I have written about weaknesses in the Windows 10 TCP/IP CUBIC congestion control mechanism in both this blog (Slow performance of IKEv2 built-in client VPN under Windows) and in a number of threads in the Microsoft Q&A site (that typically mention slow upload speed only under Windows (good speed under other OSes)); I also mentioned some links that suggested improvements were under development.
The improvements did not surface in any mainstream Windows
10 version of which I am aware; however Windows 11 does seem to incorporate
substantial changes (at least an improved RFC 8985 (The RACK-TLP Loss Detection
Algorithm for TCP) implementation with per-segment tracking), albeit with a
least one minor bug which still limits performance (the bug is still present in
Windows 11 build 22000.376).
The “bug” that I am referring to is a “sanity check” in the
routine TcpReceiveSack. The problematic check is that if the SACK SLE (SACK
Left Edge) is less than the acknowledgement (i.e. appears to be a D-SACK) then
the SACK SRE (SACK Right Edge) must also be less than the acknowledgement; this
appears to be coded incorrectly and means that genuine D-SACKs are not
recognized as such. This failure to recognize D-SACKs means that tuning of
things such as the “reorder window” does not take place.
The initial size of the “reorder window” (RACK.reo_wnd) is RACK.min_RTT/4
and it can grow to a maximum size of SRTT (Smoothed Round Trip Time). For many
configurations and degrees of packet reordering, the default size eliminates
many unnecessary retransmisions. However, in my test configuration (TCP inside
an IKEv2 tunnel between two systems on the same LAN with substantial reordering
introduced by the network adapter driver and a very low min_RTT (less than one
millisecond)), the default reorder window size is completely inadequate.
A one-byte patch to tcpip.sys can (more or less) “correct”
this problem (the patch does not handle sequence number wrap-around), enabling
performance tests with and without the patch to be performed. This patching is
risky (it will eventually result in a bug check when the change is detected by PatchGuard), but I judged the value of the performance
test results to be worth the inconvenience.
What follows are traces of two 10 MB “discards” (TCP port
9), with and without the patch:
With the patch (above), the 10 MB discard takes about 2.4
seconds and, without the patch (below), it takes about 4.2 seconds.

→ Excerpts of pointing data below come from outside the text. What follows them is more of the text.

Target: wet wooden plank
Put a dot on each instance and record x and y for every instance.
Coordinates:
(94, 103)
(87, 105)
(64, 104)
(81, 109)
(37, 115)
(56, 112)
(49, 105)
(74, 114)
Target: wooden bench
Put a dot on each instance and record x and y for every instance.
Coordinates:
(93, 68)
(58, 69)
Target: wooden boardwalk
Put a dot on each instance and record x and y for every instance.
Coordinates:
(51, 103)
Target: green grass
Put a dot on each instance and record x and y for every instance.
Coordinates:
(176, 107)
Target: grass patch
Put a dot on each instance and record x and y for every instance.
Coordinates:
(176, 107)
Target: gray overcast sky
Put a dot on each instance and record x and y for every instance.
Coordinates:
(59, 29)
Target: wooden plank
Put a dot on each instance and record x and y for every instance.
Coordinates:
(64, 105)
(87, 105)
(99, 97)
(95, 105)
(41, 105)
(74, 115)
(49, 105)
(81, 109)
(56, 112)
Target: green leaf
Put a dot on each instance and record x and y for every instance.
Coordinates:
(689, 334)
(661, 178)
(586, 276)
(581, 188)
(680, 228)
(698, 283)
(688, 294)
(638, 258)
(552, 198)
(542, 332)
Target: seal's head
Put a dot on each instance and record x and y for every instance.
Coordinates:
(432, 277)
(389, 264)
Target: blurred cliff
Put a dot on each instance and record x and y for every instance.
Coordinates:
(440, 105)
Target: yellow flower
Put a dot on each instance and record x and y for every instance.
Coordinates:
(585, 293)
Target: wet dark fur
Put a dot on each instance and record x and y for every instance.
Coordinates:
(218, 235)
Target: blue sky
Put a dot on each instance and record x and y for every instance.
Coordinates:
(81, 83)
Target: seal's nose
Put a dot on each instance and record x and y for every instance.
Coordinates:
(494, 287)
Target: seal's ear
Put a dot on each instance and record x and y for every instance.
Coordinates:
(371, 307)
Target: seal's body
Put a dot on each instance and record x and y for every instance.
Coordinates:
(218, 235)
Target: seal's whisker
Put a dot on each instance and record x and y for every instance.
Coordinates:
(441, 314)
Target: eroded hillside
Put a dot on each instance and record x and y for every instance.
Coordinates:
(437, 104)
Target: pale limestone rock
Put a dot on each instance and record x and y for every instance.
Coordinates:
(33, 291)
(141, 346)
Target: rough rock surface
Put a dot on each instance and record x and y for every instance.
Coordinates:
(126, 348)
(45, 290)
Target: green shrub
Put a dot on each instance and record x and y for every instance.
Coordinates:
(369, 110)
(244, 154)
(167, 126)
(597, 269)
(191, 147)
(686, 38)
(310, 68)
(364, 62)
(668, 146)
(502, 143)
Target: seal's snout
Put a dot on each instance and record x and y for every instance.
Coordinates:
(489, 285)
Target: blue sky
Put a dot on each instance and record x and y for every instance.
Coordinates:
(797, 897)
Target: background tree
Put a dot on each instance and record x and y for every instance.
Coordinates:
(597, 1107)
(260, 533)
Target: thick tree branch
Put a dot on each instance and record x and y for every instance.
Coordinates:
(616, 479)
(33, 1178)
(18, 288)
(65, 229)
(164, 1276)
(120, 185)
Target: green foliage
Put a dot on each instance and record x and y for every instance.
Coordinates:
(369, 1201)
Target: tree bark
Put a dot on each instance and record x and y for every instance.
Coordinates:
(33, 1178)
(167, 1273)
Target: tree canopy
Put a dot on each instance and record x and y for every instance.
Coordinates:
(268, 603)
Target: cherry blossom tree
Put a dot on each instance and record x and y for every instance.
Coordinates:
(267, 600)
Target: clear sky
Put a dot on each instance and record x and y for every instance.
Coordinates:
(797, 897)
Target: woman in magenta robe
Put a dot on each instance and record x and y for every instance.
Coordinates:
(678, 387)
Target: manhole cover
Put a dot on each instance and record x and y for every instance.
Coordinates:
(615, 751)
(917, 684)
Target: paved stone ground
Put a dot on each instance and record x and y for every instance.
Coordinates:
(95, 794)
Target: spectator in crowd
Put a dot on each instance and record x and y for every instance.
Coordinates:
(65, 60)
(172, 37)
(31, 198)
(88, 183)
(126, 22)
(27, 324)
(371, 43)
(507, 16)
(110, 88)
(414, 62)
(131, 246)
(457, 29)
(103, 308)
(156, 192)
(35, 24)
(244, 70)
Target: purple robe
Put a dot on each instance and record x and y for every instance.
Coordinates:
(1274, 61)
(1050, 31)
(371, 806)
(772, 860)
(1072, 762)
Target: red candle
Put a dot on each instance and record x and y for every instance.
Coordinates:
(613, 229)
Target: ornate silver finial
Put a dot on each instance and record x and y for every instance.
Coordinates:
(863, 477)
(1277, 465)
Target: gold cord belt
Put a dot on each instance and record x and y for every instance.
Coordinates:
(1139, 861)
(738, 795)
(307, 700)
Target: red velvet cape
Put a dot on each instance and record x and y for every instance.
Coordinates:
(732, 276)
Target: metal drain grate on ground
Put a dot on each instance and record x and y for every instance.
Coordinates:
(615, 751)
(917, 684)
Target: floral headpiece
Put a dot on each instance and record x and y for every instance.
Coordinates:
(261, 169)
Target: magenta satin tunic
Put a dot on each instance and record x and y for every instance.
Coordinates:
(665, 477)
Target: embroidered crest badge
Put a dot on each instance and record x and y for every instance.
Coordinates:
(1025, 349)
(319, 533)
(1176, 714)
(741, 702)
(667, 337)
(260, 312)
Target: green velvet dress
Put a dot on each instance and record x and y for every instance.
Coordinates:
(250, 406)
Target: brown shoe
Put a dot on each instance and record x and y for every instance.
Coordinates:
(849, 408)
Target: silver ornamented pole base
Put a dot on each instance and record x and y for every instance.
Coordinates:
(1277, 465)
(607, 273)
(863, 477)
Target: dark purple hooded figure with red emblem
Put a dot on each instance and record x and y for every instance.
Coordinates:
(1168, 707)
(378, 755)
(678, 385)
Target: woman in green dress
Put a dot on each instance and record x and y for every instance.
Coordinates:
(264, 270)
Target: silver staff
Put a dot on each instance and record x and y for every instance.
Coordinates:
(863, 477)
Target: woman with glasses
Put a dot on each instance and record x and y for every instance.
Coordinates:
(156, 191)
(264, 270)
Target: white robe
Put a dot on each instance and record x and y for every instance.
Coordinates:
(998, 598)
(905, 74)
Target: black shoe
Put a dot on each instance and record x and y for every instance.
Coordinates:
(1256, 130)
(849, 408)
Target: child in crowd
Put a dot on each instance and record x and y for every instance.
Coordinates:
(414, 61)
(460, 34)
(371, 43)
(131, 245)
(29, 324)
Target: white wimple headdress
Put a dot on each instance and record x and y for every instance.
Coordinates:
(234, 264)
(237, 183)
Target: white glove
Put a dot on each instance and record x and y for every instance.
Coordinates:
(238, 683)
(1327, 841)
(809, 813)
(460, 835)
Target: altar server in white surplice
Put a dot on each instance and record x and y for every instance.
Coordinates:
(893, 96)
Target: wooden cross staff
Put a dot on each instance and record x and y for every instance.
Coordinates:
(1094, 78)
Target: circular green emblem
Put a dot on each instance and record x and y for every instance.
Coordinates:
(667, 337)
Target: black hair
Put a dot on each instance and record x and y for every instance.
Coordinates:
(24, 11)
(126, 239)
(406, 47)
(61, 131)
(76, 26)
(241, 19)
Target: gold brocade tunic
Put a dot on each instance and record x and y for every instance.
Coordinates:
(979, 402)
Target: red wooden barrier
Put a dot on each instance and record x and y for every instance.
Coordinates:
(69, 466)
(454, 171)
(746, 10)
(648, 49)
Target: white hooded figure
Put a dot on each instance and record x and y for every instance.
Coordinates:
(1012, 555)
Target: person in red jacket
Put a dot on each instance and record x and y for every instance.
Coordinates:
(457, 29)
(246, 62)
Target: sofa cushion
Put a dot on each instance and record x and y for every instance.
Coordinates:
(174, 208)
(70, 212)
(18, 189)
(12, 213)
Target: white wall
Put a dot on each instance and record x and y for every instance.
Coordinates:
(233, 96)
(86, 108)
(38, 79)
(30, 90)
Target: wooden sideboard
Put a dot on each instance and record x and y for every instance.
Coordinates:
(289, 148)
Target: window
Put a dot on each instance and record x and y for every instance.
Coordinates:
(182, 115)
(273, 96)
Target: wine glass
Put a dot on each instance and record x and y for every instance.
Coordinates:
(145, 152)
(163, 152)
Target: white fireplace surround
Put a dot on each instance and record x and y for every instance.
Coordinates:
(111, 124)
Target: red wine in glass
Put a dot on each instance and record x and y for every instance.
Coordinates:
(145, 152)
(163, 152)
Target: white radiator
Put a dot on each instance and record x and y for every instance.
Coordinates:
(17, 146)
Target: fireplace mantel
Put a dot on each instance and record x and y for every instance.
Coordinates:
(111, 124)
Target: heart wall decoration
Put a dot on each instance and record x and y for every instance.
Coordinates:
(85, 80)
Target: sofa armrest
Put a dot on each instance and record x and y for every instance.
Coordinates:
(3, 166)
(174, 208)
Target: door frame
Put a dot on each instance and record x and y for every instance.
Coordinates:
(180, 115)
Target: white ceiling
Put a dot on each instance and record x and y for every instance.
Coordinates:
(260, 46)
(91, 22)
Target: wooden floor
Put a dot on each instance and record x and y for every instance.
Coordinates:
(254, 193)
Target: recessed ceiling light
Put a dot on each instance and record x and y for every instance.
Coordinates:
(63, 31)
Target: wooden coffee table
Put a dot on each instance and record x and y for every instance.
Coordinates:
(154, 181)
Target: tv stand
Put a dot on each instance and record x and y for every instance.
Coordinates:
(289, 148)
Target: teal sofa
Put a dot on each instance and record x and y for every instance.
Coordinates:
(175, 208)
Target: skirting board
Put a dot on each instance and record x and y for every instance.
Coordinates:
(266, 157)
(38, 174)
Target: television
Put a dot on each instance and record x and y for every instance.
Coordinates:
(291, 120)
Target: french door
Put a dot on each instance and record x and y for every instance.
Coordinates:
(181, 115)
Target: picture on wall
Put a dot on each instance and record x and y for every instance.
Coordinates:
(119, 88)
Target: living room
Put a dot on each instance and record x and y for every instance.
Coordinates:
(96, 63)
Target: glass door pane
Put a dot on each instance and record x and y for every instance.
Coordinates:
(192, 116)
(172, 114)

The green line (the congestion window size) is reduced more
without the patch, although there is less “reordering” than in the patched
test. The yellow line is the send window size (auto-tuned by the server) and is
indeed approximately the minimum window size needed to achieve the theoretical
maximum throughput.
The dots on and below the x-axis are points at which
“interesting” events occur; from the x-axis downwards:
·
Packet reordering
· TcpEarlyRetransmit (Forward ACK (FACK), Recent
ACK (RACK))
·
TcpLossRecoverySend Fast Retransmit
·
TcpLossRecoverySend SACK Retransmit
·
TcpDataTransferRetransmit
·
TcpTcbExpireTimer
·
D-SACK
·
TcpSendTrackerDetectLoss
·
TcpSendTrackerSackReorderingDetected
·
TcpSendTrackerUpdateReoWnd
A graph of the Windows 11 trace data gathered by someone
with a “real world” setup (minimum RTT of about 9 milliseconds and using SMB
file copy to generate the traffic) and no patching looks like this:
In this case, the initial reordering window was large enough
to allow almost all reordering to be detected (and therefore to avoid spurious
retransmissions).
The trace where D-SACK recognition is working shows that
congestion window reduction following a retransmission is not “undone” in the
case that a D-SACK shows the retransmission to have been spurious; this may
mean that Windows 11 will not perform as well as some other operating systems
when sending TCP data over a path where some packet reordering is present.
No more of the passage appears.